Practice Sin 1 – Failing to Reinvest in the Practice
The number 1 sin for an accounting practice is failing to reinvest in the practice.
There can be the temptation in business to run it excessively lean and draw all the cash out and limit reinvestment. As Woolworths Ltd is currently demonstrating, this is fine for a few years but eventually the under investment takes its toll and profits fall. Every successful entrepreneur from Henry Ford to Bill Gates has made their wealth by reinvesting the majority of the businesses profits back into their business.
Reallocating profits and other resources back into your practice isn’t about wasting money on unnecessary expenses, but applying resources in a strategic manner that will result in higher profits and help you to reach your long-term goals of continued growth and success. If you want to build a big, profitable, and valuable practice then reinvestment of profits is essential. The benefits in reinvesting the profits back into your practice are:
- Reinvestment significantly increases the net profits.
- Reduces risk as the extra capital reduces the need for external borrowings to finance practice expansion.

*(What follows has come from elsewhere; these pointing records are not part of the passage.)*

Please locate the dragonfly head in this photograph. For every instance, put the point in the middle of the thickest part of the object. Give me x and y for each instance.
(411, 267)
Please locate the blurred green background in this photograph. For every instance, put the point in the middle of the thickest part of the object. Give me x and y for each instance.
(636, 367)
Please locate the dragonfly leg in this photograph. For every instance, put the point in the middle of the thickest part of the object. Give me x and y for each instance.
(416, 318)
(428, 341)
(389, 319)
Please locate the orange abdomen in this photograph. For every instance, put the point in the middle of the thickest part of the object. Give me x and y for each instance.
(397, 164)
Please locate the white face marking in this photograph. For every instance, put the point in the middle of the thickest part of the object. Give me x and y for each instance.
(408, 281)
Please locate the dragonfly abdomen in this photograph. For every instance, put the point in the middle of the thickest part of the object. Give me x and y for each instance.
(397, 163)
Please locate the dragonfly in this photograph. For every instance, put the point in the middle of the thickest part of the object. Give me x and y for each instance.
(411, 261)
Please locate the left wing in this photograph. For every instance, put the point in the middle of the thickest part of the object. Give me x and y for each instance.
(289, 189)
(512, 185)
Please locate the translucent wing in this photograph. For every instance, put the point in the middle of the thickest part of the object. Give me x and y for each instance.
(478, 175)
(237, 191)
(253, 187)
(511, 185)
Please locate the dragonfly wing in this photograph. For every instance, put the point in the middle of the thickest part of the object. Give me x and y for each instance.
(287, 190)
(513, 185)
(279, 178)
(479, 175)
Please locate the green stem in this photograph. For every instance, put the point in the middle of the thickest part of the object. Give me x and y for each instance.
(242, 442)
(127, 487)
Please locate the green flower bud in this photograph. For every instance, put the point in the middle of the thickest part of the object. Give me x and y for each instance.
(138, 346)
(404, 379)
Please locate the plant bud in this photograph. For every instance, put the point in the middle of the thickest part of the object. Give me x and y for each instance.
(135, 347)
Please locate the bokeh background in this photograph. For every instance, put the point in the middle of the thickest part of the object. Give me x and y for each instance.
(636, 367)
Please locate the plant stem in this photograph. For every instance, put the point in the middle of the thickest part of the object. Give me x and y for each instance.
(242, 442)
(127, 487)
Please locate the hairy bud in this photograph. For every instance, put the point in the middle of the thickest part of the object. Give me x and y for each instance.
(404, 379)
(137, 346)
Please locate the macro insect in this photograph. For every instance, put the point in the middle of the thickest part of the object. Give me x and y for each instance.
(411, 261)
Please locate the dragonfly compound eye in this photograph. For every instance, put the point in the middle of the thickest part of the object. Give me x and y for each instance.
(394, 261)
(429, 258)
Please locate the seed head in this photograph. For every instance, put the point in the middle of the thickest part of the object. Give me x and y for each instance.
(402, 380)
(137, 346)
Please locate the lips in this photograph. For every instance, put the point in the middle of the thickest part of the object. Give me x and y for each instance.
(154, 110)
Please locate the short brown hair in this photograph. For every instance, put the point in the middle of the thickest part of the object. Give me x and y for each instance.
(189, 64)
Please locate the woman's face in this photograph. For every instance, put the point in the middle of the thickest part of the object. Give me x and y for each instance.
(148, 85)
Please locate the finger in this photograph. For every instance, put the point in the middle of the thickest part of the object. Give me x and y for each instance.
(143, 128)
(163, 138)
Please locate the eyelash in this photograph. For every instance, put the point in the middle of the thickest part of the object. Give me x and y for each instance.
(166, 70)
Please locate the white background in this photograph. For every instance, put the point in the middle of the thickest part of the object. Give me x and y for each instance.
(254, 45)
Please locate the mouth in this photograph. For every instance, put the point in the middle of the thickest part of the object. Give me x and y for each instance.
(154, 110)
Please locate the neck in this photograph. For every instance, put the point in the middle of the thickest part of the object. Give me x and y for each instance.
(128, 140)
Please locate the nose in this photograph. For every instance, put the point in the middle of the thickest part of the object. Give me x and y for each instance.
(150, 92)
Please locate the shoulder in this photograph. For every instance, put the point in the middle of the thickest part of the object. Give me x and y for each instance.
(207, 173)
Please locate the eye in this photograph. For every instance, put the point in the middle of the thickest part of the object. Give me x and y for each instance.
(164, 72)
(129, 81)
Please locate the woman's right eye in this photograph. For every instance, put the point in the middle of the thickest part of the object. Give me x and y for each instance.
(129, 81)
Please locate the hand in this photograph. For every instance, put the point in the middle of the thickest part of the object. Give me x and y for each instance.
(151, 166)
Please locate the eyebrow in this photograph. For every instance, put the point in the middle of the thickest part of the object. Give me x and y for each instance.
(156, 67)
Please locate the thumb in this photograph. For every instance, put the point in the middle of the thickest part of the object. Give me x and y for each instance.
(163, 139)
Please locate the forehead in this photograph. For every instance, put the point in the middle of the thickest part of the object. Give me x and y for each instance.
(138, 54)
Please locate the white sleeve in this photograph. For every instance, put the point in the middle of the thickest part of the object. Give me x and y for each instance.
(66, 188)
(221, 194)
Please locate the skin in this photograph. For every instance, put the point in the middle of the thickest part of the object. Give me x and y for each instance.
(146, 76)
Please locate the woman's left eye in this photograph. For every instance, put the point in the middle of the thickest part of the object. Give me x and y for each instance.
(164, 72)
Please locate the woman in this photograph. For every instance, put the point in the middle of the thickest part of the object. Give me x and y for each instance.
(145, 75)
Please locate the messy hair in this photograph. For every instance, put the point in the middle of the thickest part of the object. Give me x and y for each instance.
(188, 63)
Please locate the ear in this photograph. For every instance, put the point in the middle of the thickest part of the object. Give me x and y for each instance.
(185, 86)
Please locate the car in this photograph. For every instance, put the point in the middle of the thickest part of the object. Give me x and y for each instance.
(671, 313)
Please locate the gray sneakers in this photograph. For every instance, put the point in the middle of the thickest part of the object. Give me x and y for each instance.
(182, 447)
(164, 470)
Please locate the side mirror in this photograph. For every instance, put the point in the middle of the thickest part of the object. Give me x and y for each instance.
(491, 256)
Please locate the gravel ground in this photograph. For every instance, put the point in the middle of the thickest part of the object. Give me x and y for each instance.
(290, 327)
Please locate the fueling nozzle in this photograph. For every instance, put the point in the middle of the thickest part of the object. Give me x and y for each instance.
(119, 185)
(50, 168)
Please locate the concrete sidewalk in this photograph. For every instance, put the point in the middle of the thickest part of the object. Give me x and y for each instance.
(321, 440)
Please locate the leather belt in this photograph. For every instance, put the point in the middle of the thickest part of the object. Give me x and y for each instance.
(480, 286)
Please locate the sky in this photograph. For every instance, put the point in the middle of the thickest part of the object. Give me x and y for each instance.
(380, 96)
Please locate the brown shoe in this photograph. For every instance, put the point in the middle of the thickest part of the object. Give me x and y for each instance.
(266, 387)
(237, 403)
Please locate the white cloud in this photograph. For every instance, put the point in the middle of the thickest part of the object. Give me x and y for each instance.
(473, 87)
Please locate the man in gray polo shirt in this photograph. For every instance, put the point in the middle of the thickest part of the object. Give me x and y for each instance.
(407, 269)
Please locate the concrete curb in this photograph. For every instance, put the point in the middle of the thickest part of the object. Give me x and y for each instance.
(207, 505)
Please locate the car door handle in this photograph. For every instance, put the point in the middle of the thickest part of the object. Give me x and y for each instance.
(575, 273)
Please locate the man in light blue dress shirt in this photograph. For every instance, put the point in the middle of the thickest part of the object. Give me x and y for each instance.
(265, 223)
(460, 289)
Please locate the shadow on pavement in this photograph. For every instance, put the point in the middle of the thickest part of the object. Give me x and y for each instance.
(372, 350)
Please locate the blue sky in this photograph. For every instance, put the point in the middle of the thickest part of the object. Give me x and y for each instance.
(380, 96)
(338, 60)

- Allows for practice improvements including improving infrastructure, strengthening customer support, and a refined marketing strategy.
- An investment in marketing gains new clients and increases revenue.
- Provides capital to acquire a competitor’s practice which provides scale and removes a competitor.
- Provides the funds to invest in the training and education of the practice’s accountants.
Service businesses, like accounting practices, only require minimal ongoing capital investments (unlike manufacturing and other capital intensive industries). Typically, they only invest 3% of their annual revenue in ongoing capital investments. But for optimum growth practices should be reinvesting at least 20% of annual profits back into their practice as reinvestment is the fuel for practice growth.